Market players therefore preferred to focus on the prospect of a de-escalation to the trade conflict and potential easing from central banks, paying no real attention to the macro data released on Tuesday which however showed a gloomy picture of the U.S. manufacturing sector (ISM index at 49.1 in August, down from 51.2 in July). To make matters worse, China’s exports unexpectedly fell in August (-1% from a year earlier) thereby missing market consensus of a 2% growth, while imports remained weak (-5.6%), pointing to further weakness in the world’s second-largest economy even if the services sector expanded simultaneously.
As was already the case a week ago, all the S&P sectors were up. The best performers were energy (+2.64%) in the wake of crude oil prices (WTI up +2.58% WTD), consumer discretionary (+2.61%), and information technology (+2.41%). Utilities (+0.35%) and health care (+0.67%) lagged behind.
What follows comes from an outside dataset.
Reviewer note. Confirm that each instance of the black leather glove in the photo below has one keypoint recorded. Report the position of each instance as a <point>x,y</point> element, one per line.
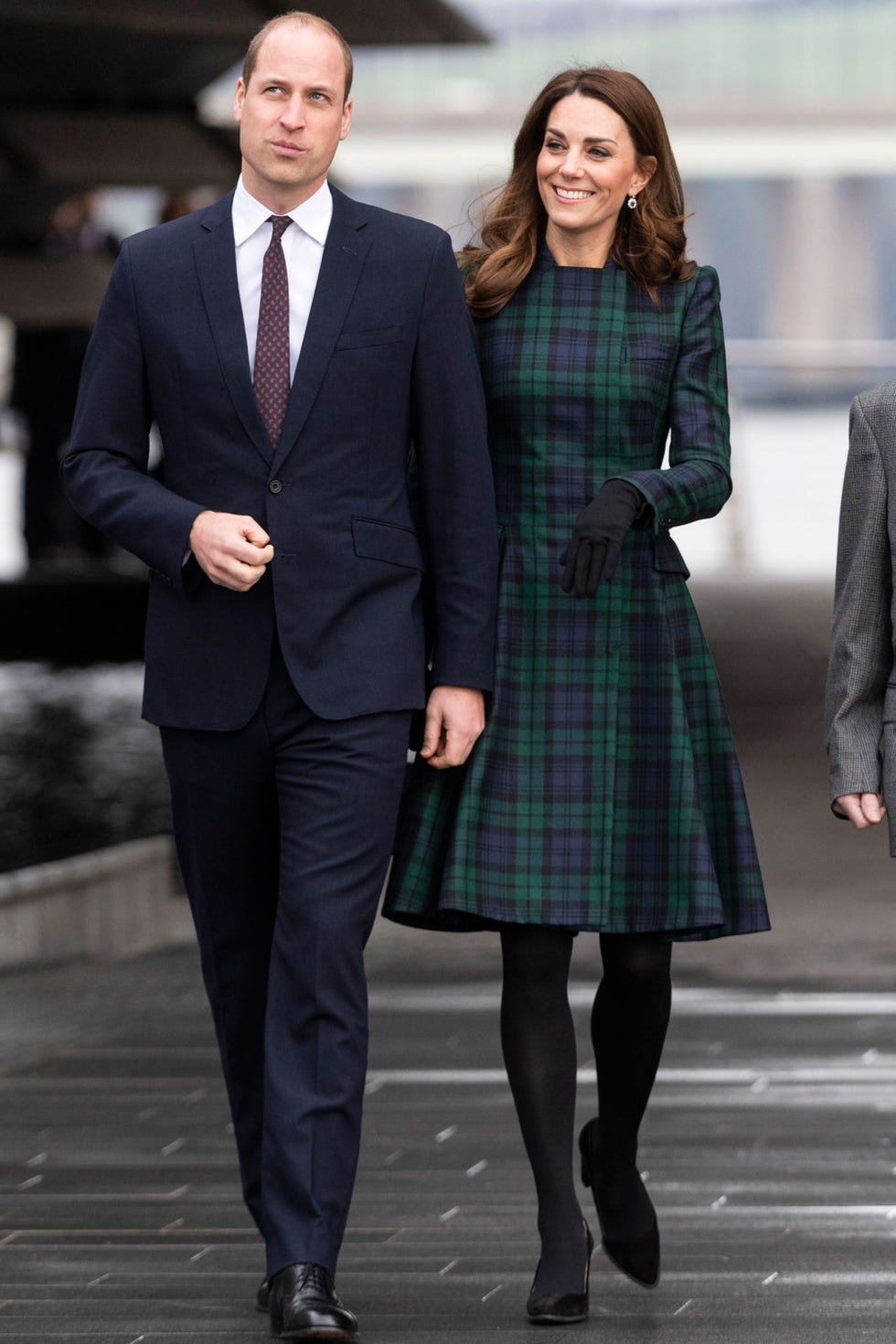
<point>600,529</point>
Treasury yields inched up on profit-taking. The 10-year U.S. Treasury yield rose 5 basis points to 1.55%, off a three-year low of 1.44% touched last week. The German Bund on the same maturity increased from -0.70% to -0.64%.
By contrast, emerging debt (+1.41% in local currencies) broke its three-week losing streak.
Lastly, like the other safe-haven assets, gold fell 0.92% to $1,509/Oz.